Rivolta et al8 identified two recessive nonsyndromic RP patients who were compound heterozygotes with C759F and frameshift mutations (2299delG and 4338–4339delTC); Bernal et al9 found additional compound heterozygotes with C759F and nonsense, splicing or missense mutations associated with phenotypic characteristics of nonsyndromic RP, reinforcing the hypothesis that mutations in the USH2A gene can result in ARRP without a loss of hearing. Nevertheless, three cases with C759F associated with three different frameshift mutations reported in this study suffer from RP in association with hearing impairment: the C759F/2431–2432delAA patient (typical USHII syndrome) plus those with C759F/2299delG and C759F/3099–3100insTGAT (both atypical USH syndrome). This suggests that 2299delG and C759F mutations could be responsible for a wide variability in sensorineural hearing loss. This phenotypic variability may be explained by the combination of either these two mutations or any of them with other mutations of the USH2A gene. For this reason we recommend that all those cases with nonsyndromic RP and a mutation within the USH2A gene should undergo a highly sensitive ENT examination to verify the auditory function.

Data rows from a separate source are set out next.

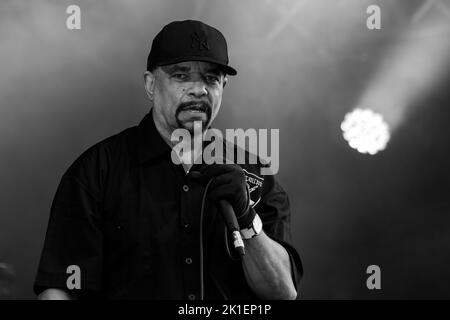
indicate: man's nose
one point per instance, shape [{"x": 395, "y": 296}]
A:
[{"x": 198, "y": 89}]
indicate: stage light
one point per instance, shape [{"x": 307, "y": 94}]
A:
[{"x": 365, "y": 131}]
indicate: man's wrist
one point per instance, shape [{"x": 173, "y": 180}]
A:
[{"x": 254, "y": 229}]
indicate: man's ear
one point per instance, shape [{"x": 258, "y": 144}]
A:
[{"x": 149, "y": 84}]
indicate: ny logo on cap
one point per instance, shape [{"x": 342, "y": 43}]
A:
[{"x": 200, "y": 41}]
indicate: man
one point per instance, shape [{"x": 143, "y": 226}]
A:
[{"x": 139, "y": 226}]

In probands with nonsyndromic hearing impairment, neither 2299delG nor C759F has been detected. This is of no surprise since none of the loci and genes related to nonsyndromic deafness are located in the 1q41 region, where the USH2A gene maps.

A wide range of phenotypes in patients with Usherin mutations have been described; there have even been reports on cases carrying the same mutations associated with different clinical signs: homozygosity for C759F has been described in nonsyndromic RP cases (Rivolta et al,8 present report) and in asymptomatic cases;9 homozygosity for 2299delG has been described in two monozygotic twins, one of them suffering the typical USHII syndrome and the other one suffering the atypical USH syndrome;6 compound heterozygotes C759F/2299delG have been described as nonsyndromic RP,8 and as atypical USH syndrome (present report). These findings may indicate that the nature of the mutations along with other genetic or environmental factors are involved in the phenotype of the USH2A gene mutations. This fact confirms the need for further molecular and biochemical studies to be carried out, along with phenotype–genotype correlation studies, to elucidate the function of this protein in the retina and in the cochlea.